One reason you are interested in "unique up to unique isomorphism" is that it makes things more "canonical."
Consider for example the following true fact: every $n$-dimensional vector space over $\mathbb{R}$ is isomorphic to $\mathbb{R}^n$.
However, except for $n=0$, the isomorphism is neither unique nor "canonical": if I go home and do computations based on my favorite isomorphism and I tell you the answer, and you go home and you do your computations based on your favorite isomorphism, and then we come back tomorrow and describe our results, in order to translate one result into "the language of the other" we need to find out what my favorite isomorphism is, what your favorite isomorphism is, and perform the entire translations in order to compare "my" translation into $\mathbb{R}^n$ with yours and find out if we are both correct.
However, when there is a canonical choice of isomorphism, then we can simply both go home and translate (via this unique isomorphism), and then present the results the next day. They must match, because there is essentially only one way to translate.
(Canonicity is very useful; for instance, that is one reason why, still talking about linear algebra, the isomorphism in finite dimension between a vector space and its double dual is so much more important than the isomorphism between a vector space and its dual.

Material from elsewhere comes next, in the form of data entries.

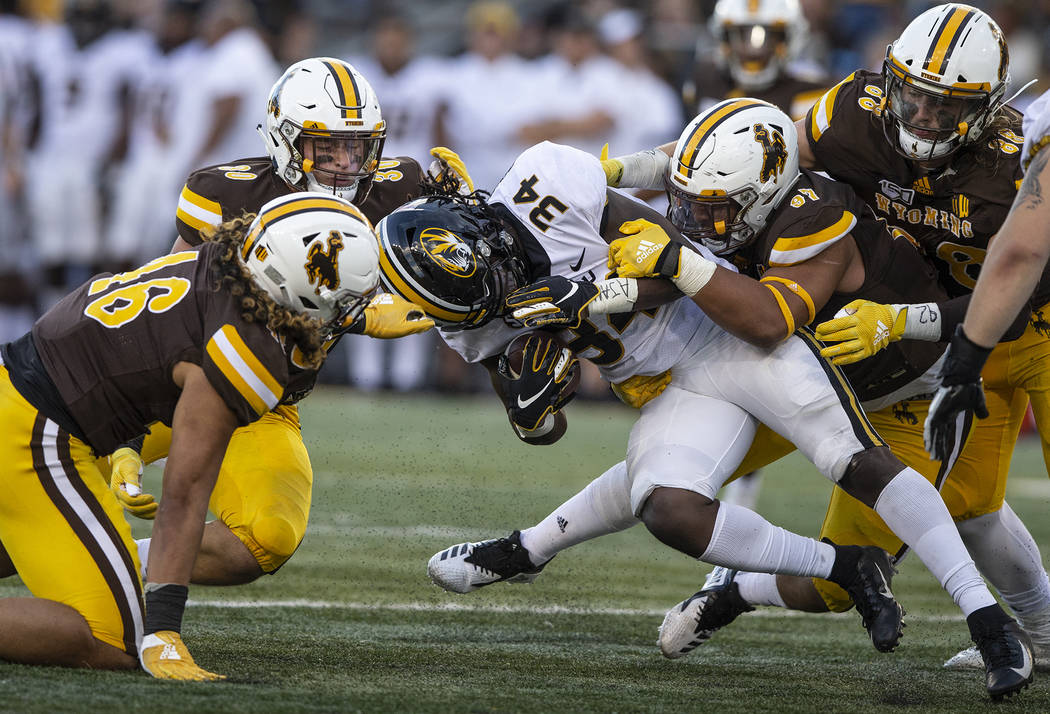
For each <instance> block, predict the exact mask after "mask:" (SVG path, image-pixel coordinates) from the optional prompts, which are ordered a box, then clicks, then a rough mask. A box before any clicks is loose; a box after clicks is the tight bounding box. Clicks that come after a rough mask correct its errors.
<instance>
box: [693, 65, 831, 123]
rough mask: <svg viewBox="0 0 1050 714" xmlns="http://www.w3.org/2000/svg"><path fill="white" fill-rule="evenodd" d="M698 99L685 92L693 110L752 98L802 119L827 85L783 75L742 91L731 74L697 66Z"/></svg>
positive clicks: (695, 109)
mask: <svg viewBox="0 0 1050 714" xmlns="http://www.w3.org/2000/svg"><path fill="white" fill-rule="evenodd" d="M687 86H692V87H693V88H694V89H693V93H695V98H692V97H690V96H689V93H688V92H687V91H686V90H684V91H682V101H684V103H685V105H686V108H687V109H688V110H689V111H690V112H693V111H703V110H706V109H708V108H709V107H711V106H712V105H714V104H717V103H718V102H721V101H722V100H726V99H738V98H741V97H751V98H753V99H760V100H762V101H763V102H769V103H770V104H773V105H774V106H777V107H779V108H780V109H781V110H782V111H783V112H784V113H785V114H787V116H789V117H791V118H792V119H796V120H797V119H801V118H802V117H804V116H805V112H806V111H807V110H808V109H810V107H811V106H813V103H814V102H816V101H817V100H818V99H820V97H821V96H823V93H824V92H825V91H827V85H826V84H823V83H821V82H811V81H810V80H803V79H800V78H797V77H793V76H792V75H781V76H780V77H779V78H778V79H777V81H776V82H774V83H773V84H772V85H771V86H769V87H768V88H765V89H761V90H754V89H752V90H748V89H741V88H740V87H738V86H736V85H735V83H734V82H733V80H732V79H731V78H730V77H729V75H728V74H727V72H723V71H720V70H719V69H718V67H717V66H716V65H714V64H712V63H702V64H700V65H697V68H696V71H695V74H694V80H693V84H692V85H687Z"/></svg>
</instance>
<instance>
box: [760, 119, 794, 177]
mask: <svg viewBox="0 0 1050 714" xmlns="http://www.w3.org/2000/svg"><path fill="white" fill-rule="evenodd" d="M752 131H754V132H755V141H756V142H758V143H759V144H761V146H762V169H761V171H760V172H759V174H758V178H759V181H760V182H761V183H763V184H764V183H765V182H768V181H770V180H771V178H773V180H775V178H776V177H777V176H778V175H780V174H781V173H783V172H784V166H785V165H786V164H787V144H786V143H785V142H784V137H783V134H782V133H780V132H779V131H777V130H776V129H773V128H771V127H768V126H765V125H763V124H755V125H754V126H752Z"/></svg>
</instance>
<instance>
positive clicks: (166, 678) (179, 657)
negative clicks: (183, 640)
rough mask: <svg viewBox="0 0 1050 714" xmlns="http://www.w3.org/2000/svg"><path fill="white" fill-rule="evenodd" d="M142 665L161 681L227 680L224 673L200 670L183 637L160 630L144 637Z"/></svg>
mask: <svg viewBox="0 0 1050 714" xmlns="http://www.w3.org/2000/svg"><path fill="white" fill-rule="evenodd" d="M139 661H140V663H141V664H142V668H143V669H144V670H146V671H147V672H148V673H149V674H150V675H151V676H154V677H156V678H158V679H181V680H183V681H215V680H216V679H225V678H226V675H224V674H215V673H214V672H209V671H207V670H204V669H201V668H199V667H197V665H196V663H195V661H193V657H192V656H191V655H190V651H189V650H188V649H186V645H185V644H184V643H183V638H182V636H181V635H180V634H178V633H177V632H172V631H171V630H161V631H160V632H153V633H152V634H147V635H146V636H145V637H143V639H142V645H140V646H139Z"/></svg>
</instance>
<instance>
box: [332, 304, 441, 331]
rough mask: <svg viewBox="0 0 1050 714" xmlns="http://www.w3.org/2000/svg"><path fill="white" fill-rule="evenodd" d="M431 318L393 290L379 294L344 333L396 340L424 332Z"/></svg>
mask: <svg viewBox="0 0 1050 714" xmlns="http://www.w3.org/2000/svg"><path fill="white" fill-rule="evenodd" d="M433 327H434V320H432V319H430V318H429V317H427V316H426V313H424V312H423V310H422V309H421V308H419V307H418V306H416V303H415V302H409V301H408V300H406V299H404V298H403V297H401V296H400V295H395V294H394V293H379V294H378V295H376V296H375V297H373V298H372V301H371V302H369V307H366V308H365V309H364V311H363V312H362V313H361V314H360V315H359V316H358V317H357V319H356V320H354V322H353V323H352V324H351V325H350V327H349V329H348V330H346V332H351V333H354V334H359V335H367V336H369V337H376V338H378V339H397V338H398V337H405V336H406V335H416V334H418V333H421V332H426V331H427V330H429V329H430V328H433Z"/></svg>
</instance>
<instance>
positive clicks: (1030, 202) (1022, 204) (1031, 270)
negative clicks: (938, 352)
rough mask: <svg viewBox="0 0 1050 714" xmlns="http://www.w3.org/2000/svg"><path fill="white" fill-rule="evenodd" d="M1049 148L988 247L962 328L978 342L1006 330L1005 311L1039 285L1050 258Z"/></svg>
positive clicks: (1020, 190) (1028, 297)
mask: <svg viewBox="0 0 1050 714" xmlns="http://www.w3.org/2000/svg"><path fill="white" fill-rule="evenodd" d="M1045 184H1050V151H1048V150H1046V149H1044V150H1043V151H1041V152H1039V153H1038V154H1036V156H1035V159H1034V161H1032V163H1031V165H1030V166H1029V167H1028V173H1027V174H1026V175H1025V180H1024V181H1023V182H1022V184H1021V188H1020V189H1018V191H1017V196H1016V198H1015V199H1014V202H1013V206H1012V207H1011V208H1010V213H1009V215H1007V217H1006V222H1005V223H1004V224H1003V227H1002V229H1000V231H999V234H997V235H996V236H995V240H994V241H993V243H992V245H991V247H990V248H989V249H988V255H987V257H986V258H985V261H984V266H982V268H981V277H980V278H979V279H978V285H976V288H974V290H973V299H972V300H971V302H970V308H969V310H968V311H967V313H966V320H965V322H964V323H963V330H964V331H965V333H966V336H967V337H968V338H969V339H970V340H972V341H973V342H975V343H976V344H980V345H982V346H991V345H993V344H995V343H996V342H999V340H1000V339H1001V338H1002V337H1003V334H1004V333H1005V332H1006V327H1007V325H1006V324H1004V323H1003V316H1004V315H1010V316H1013V315H1016V314H1017V312H1018V311H1020V310H1021V309H1022V308H1023V307H1024V304H1025V302H1026V301H1027V300H1028V298H1029V297H1030V296H1031V294H1032V291H1034V290H1035V286H1036V285H1037V283H1038V280H1039V277H1041V276H1042V275H1043V270H1044V268H1045V267H1046V265H1047V259H1048V257H1050V232H1048V231H1047V224H1048V223H1050V206H1048V205H1047V203H1046V197H1045V196H1044V190H1045V189H1047V190H1050V186H1046V187H1045V186H1044V185H1045Z"/></svg>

The former is canonical, while the latter is not.)
From a point of view of category theory, uniqueness up to unique isomorphism allows for easy functorial properties to be derived, whereas merely isomorphic means a lot more book-keeping is needed, and it may be impossible to state a "coordinate-free" functorial property (where I'm thinking of 'coordinate-free' somewhat fuzzily to refer to not having to invoke specific, arbitrarily chosen isomorphisms to state or prove them).